The pro-war liberal left is shamefully silent about the killings there.

The world obsesses over the oil spill off the southern coast of the United States while Osh burns.

From Luke Harding's depressing account in today's Guardian:

It was early afternoon when the mob surged down an alley of neat rose bushes and halted outside Zarifa's house. The Kyrgyz men broke into her courtyard and sat Zarifa down next to a cherry tree. They asked her a couple of questions. After confirming she was an ethnic Uzbek, they stripped her, raped her and cut off her fingers. After that they killed her and her small son, throwing their bodies into the street. They then moved on to the next house.

"They were like beasts," Zarifa's neighbour, Bakhtir Irgayshon, said today, pointing to the gutted bedframe where she had been assaulted. A few pots and pans remained; the rest of the family home was a charred ruin. Zarifa's husband, Ilham, was missing, Irgayshon said, probably dead.

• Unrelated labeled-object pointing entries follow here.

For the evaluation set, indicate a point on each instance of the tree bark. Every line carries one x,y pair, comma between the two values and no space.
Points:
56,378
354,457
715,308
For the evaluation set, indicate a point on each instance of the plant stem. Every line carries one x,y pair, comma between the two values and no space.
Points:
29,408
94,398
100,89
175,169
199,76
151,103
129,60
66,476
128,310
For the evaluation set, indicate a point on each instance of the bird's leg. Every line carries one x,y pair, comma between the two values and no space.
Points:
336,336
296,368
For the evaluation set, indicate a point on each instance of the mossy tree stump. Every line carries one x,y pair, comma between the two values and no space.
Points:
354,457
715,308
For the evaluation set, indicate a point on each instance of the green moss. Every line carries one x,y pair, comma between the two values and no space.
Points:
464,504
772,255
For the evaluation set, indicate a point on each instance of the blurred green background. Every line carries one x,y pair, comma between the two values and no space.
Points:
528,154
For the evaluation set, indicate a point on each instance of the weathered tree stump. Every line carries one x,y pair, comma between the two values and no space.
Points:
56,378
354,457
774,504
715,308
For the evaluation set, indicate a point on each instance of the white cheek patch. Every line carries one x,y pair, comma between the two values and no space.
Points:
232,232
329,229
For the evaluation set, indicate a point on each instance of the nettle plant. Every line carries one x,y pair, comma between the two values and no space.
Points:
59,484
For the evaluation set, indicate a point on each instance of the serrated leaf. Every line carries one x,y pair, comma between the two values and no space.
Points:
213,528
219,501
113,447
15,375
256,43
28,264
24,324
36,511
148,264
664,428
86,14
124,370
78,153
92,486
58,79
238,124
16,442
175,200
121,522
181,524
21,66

Only his mother, Adina, survived the Kyrgyz-instigated conflagration that engulfed the neighbourhood of Cheremushki last Friday.

Such horrific descriptions of the violence and killings plaguing Kyrgyzstan are reminiscent of Kosovo in early 1999, which led to the Nato bombing campaign of Yugoslavia and the subsequent toppling of Slobodan Milosevic. The death toll in and around Osh since fighting broke out on 10 June is believed to be closer to 2,000 Uzbeks, rather than the official estimate of roughly 200. Thousands of refugees have fled across the border from Kyrgyzstan into Uzbekistan.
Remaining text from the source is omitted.